Fortschritte in Barsbüttel

Kurt Krieger hat bei seinen Bemühungen um den Bau einer Höffner-Filiale im schleswig-holsteinischen Barsbüttel eine weitere Hürde genommen: So stimmte nach einem Bericht der Ahrensburger Zeitung jetzt der zuständige Stormarner

Kurt Krieger hat bei seinen Bemühungen um den Bau einer Höffner-Filiale im schleswig-holsteinischen Barsbüttel eine weitere Hürde genommen: So stimmte nach einem Bericht der Ahrensburger Zeitung jetzt der zuständige Stormarner Kreistag für einen Vertrag mit dem Unternehmer über die Finanzierung eines Autobahnanschlusses durch Krieger. Damit wird die Errichtung einer über 30.000 qm großen Einrichtungshauses im Gewerbegebiet der Hamburger Randgemeinde immer wahrscheinlicher.

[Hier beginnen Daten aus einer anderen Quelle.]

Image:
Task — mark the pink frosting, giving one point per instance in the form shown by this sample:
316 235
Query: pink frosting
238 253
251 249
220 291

Laut "AZ" verpflichtet sich Krieger, der fast 40 Hektar am Rande des bestehenden Gewerbegebietes aufgekauft hat, die Kosten für den Bau einer Autobahnanschlußstelle an die A 1 zu übernehmen. Rund 12,7 Millionen Mark wird Kurt Krieger hierfür zahlen müssen.

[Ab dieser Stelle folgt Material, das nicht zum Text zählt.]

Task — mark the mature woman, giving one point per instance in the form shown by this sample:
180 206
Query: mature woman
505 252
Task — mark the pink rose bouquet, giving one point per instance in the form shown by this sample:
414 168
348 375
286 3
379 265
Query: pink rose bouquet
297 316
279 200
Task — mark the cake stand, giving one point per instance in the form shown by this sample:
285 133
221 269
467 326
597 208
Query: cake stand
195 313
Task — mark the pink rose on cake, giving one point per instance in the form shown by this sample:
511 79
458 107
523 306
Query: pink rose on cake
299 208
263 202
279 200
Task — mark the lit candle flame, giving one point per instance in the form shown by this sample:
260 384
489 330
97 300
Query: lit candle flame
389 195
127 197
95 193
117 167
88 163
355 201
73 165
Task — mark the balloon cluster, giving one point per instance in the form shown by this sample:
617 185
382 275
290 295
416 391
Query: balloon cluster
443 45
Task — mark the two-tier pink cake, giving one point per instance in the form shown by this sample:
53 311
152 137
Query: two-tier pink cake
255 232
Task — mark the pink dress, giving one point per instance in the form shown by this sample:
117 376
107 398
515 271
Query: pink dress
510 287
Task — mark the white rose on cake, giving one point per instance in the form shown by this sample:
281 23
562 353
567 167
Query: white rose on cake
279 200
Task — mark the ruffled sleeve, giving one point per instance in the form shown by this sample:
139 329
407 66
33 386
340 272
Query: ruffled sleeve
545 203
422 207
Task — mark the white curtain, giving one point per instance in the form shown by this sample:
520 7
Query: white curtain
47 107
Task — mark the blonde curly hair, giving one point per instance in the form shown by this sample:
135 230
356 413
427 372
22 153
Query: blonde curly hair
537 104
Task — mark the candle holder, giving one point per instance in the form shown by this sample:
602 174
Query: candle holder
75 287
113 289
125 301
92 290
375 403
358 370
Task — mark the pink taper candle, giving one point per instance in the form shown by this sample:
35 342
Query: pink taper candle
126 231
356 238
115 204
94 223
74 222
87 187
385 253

Der Anschluß ist die Grundvorausetzung dafür, dass der Berliner eine "Möbel Höffner"-Dependance in Barsbüttel hochziehen darf.

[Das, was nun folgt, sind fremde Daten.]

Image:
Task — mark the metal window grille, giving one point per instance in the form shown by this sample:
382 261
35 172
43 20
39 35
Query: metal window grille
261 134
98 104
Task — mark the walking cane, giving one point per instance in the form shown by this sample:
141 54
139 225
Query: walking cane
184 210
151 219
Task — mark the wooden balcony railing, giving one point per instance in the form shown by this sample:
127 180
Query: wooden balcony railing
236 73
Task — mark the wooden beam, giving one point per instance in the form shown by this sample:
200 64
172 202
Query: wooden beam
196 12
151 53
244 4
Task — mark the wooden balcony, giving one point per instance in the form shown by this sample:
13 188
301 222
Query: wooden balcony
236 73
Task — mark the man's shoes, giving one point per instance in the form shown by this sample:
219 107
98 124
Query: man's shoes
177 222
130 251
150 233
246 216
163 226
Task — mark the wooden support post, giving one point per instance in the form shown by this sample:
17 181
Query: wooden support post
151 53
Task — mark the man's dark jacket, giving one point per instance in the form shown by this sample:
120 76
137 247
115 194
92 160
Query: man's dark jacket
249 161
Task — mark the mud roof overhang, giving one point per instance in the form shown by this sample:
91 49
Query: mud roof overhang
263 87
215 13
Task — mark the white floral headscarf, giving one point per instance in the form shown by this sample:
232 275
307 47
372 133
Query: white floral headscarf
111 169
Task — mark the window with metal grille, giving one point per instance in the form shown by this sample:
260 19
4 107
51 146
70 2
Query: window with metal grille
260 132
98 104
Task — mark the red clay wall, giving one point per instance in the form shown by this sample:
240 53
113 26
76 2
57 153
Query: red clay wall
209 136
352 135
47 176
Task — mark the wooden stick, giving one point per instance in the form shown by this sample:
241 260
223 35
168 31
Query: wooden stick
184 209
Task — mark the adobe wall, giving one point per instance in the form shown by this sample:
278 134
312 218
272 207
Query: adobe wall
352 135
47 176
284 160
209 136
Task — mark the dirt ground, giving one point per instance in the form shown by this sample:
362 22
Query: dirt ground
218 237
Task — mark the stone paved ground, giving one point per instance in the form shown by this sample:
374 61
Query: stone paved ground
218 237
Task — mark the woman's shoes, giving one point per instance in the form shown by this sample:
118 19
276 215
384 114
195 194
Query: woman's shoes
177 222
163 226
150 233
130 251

Ob das Projekt aber tatsächlich realisiert wird, hängt nach den zustimmenden Voten von Gemeindevertretung und Kreistag nun von der Landesplanungsbehörde in Kiel ab. Sie muss entscheiden, ob dort ein Sondergewerbegebiet für den großflächigen Einzelhandel ausgewiesen werden darf. Denn außer dem Einrichtungshaus sollen auf dem Areal noch ein Baumarkt und ein technisches Kaufhaus entstehen. Nur bei einem positiven Bescheid kann Kurt Krieger seine Pläne verwirklichen. Wann die Landesplaner zu einer Entscheiudung kommen, ist unklar. Z.Zt läuft die Anhörung der von dem Bau betroffenen Städte und Gemeinden sowie von Verbänden. Vermutlich wird die Entscheidung der Behörde nach Angaben von Sven Kaerkes, Sprecher im zuständigen Ministerium für ländliche Räume, Landesplanung, Landwirtschaft und Tourismus, erst im 4. Quartal fallen.